Model-Free 3D Reconstruction of Weld Joint Using Laser Scanning

This article presents a novel utilization of the concept of entropy in information theory to model-free 3D reconstruction of weld joint in presence of noise. We show that our formulation attains its global minimum at the upper edge of this joint. This property significantly simplifies the extraction of this welding joint. Furthermore, we present an approach to compute the volume of this extracted space to facilitate the monitoring of the progress of the welding task. Moreover, we provide a preliminary analysis of the effect of variation of the noise on the extraction process of this space to realize the impact of this noise on the computation of its area and volume.

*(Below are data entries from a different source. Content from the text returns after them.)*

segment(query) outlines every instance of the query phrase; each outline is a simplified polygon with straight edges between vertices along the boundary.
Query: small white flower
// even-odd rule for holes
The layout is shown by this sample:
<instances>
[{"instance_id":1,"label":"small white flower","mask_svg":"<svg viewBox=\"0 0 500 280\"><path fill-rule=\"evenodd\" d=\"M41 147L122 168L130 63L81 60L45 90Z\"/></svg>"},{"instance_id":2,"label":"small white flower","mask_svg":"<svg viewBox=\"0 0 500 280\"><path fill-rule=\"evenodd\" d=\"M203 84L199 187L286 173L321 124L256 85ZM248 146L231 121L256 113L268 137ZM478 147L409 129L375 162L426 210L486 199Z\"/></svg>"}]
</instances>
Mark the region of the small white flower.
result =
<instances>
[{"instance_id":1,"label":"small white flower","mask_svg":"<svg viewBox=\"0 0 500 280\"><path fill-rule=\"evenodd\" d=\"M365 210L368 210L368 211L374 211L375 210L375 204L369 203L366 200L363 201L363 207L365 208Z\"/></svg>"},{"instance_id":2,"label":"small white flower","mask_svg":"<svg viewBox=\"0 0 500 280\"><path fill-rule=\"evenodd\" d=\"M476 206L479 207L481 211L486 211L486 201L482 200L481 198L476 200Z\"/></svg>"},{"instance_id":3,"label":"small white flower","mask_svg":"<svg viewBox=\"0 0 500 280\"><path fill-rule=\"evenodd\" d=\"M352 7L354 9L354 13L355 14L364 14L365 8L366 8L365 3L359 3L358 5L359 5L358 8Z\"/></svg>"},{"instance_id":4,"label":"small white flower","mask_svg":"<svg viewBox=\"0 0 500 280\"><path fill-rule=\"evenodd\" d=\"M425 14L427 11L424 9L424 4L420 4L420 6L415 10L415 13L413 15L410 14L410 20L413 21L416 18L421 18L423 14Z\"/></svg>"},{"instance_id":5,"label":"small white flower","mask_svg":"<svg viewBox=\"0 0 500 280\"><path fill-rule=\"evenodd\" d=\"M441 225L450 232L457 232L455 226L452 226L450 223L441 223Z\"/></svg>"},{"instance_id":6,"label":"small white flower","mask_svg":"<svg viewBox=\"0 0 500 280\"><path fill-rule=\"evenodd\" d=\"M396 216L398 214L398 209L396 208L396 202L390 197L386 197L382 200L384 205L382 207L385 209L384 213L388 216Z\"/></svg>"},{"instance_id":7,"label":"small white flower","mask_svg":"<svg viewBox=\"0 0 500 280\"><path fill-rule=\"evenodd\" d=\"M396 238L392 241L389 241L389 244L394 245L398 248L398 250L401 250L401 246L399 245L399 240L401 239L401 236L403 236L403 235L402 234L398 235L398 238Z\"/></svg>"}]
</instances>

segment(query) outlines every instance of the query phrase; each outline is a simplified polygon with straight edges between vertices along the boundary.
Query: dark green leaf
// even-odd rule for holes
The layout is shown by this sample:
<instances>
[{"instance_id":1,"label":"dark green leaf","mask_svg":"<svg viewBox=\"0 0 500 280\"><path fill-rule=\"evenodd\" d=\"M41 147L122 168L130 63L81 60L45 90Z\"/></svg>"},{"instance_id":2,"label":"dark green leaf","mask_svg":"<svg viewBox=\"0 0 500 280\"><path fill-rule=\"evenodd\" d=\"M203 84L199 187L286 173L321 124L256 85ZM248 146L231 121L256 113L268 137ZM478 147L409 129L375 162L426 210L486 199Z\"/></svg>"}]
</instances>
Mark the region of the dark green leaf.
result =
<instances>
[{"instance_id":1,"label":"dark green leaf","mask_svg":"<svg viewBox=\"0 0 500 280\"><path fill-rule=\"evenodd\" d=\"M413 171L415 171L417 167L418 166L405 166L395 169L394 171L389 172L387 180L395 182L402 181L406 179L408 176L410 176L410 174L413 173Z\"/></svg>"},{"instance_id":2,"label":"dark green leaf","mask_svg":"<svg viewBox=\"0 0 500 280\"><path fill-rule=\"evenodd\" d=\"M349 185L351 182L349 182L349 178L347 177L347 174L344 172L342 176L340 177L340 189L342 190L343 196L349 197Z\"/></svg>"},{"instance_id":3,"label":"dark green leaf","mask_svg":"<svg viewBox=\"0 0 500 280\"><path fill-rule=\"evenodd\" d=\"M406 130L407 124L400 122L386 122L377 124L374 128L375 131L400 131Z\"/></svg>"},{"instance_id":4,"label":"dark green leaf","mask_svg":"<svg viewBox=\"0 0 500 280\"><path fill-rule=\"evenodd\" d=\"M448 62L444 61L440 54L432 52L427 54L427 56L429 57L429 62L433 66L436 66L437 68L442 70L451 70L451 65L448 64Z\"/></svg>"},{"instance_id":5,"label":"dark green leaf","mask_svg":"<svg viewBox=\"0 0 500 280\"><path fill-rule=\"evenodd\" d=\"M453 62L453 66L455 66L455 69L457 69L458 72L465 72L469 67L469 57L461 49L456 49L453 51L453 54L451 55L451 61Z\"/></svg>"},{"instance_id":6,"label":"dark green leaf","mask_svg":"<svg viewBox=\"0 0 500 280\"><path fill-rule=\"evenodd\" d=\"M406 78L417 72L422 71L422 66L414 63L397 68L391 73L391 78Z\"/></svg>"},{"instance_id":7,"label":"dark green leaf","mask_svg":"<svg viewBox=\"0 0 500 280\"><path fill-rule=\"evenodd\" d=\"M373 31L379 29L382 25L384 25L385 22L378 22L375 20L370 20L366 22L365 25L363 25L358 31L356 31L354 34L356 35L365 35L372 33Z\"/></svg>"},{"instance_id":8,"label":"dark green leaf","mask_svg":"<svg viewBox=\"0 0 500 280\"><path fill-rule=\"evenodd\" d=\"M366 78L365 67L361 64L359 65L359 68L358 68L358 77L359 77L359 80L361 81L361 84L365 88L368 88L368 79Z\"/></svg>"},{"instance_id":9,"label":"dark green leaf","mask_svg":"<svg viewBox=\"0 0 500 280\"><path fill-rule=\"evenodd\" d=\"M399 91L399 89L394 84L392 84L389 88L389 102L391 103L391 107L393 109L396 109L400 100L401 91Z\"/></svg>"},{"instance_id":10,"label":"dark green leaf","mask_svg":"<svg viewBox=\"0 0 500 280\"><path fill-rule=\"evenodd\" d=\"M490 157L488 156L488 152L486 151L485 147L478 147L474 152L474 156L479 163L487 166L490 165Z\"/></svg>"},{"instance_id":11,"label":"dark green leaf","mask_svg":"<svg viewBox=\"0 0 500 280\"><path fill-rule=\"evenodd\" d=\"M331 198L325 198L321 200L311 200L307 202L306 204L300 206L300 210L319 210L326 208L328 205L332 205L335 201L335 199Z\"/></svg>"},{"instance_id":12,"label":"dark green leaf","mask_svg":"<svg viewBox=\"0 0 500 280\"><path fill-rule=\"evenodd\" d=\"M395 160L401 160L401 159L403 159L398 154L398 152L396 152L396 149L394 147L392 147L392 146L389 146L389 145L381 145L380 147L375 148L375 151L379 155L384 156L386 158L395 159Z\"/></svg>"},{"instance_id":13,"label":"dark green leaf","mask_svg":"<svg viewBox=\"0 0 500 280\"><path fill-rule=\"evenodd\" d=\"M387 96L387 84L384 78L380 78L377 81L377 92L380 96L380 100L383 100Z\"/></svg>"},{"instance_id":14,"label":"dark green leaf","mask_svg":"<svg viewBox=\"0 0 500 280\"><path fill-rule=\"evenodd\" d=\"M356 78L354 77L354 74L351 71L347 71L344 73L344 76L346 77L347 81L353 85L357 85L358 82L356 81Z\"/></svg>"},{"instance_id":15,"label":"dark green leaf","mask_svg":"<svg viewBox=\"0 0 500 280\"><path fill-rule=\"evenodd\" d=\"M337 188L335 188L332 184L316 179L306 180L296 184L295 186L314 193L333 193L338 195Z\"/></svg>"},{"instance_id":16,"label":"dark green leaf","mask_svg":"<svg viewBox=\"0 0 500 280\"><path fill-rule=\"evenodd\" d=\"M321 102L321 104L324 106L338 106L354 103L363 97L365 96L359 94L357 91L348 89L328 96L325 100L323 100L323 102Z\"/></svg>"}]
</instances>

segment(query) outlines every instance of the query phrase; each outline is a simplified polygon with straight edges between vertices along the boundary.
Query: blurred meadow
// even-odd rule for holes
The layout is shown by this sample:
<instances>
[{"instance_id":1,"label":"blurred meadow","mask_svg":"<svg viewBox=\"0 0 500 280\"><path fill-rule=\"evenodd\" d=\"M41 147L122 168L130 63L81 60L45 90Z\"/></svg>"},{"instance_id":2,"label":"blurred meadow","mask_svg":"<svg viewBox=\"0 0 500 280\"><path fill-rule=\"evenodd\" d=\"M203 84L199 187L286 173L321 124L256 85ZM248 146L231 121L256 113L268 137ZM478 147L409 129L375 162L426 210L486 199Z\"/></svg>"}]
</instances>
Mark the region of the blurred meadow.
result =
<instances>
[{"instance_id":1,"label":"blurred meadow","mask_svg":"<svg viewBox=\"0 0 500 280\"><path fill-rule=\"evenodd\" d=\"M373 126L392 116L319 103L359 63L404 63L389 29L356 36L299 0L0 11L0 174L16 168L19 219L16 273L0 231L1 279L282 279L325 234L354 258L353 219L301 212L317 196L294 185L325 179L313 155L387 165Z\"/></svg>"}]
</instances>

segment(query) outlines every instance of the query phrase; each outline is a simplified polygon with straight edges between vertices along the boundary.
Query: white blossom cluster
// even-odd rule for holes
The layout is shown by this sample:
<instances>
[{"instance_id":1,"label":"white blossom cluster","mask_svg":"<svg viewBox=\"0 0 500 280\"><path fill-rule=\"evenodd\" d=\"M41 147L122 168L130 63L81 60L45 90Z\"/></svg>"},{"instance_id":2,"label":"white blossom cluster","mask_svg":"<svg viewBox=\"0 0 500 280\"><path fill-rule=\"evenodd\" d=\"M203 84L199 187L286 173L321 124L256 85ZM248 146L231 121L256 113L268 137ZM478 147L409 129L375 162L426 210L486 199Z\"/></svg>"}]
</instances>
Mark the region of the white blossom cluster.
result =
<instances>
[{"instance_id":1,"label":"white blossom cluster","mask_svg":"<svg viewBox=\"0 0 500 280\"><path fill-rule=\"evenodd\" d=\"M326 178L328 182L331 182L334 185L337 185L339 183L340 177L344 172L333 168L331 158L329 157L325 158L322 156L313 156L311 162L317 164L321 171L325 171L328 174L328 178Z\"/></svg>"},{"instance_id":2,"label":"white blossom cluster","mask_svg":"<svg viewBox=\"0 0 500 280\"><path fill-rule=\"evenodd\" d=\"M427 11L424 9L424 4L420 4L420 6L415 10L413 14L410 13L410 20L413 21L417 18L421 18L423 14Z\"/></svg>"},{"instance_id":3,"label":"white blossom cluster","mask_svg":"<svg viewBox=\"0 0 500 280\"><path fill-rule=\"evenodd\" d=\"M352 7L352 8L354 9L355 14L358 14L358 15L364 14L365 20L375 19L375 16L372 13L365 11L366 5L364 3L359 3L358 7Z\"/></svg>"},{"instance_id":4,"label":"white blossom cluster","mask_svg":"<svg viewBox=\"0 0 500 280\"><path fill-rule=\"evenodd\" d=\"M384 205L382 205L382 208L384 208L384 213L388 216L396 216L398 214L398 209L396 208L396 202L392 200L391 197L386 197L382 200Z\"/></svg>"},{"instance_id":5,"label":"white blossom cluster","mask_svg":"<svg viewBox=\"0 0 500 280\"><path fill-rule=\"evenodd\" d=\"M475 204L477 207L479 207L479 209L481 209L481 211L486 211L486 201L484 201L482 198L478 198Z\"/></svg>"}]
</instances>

Application of Deep Neural Network in Estimation of the Weld Bead Parameters

We present a deep learning approach to estimation of the bead parameters in welding tasks. Our model is based on a four-hidden-layer neural network architecture. More specifically, the first three hidden layers of this architecture utilize Sigmoid function to produce their respective intermediate outputs. On the other hand, the last hidden layer uses a linear transformation to generate the final output of this architecture. This transforms our deep network architecture from a classifier to a non-linear regression model. We compare the performance of our deep network with a selected number of results in the literature to show a considerable improvement in reducing the errors in estimation of these values. Furthermore, we show its scalability on estimating the weld bead parameters with same level of accuracy on combination of datasets that pertain to different welding techniques. This is a nontrivial result that is counter-intuitive to the general belief in this field of research.

An Adaptive Sampling Approach to 3D Reconstruction of Weld Joint

We present an adaptive sampling approach to 3D reconstruction of the welding joint using the point cloud that is generated by a laser sensor. We start with a randomized strategy to approximate the surface of the volume of interest through selection of a number of pivotal candidates. Furthermore, we introduce three proposal distributions over the neighborhood of each of these pivots to adaptively sample from their neighbors to refine the original randomized approximation to incrementally reconstruct this welding space. We prevent our algorithm from being trapped in a neighborhood via permanently labeling the visited samples. In addition, we accumulate the accepted candidates along with their selected neighbors in a queue structure to allow every selected sample to contribute to the evolution of the reconstructed welding space as the algorithm progresses. We analyze the performance of our adaptive sampling algorithm in contrast to the random sampling, with and without replacement, to show a significant improvement in total number of samples that are drawn to identify the region of interest, thereby expanding upon neighboring samples to extract the entire region in a fewer iterations and a shorter computation time.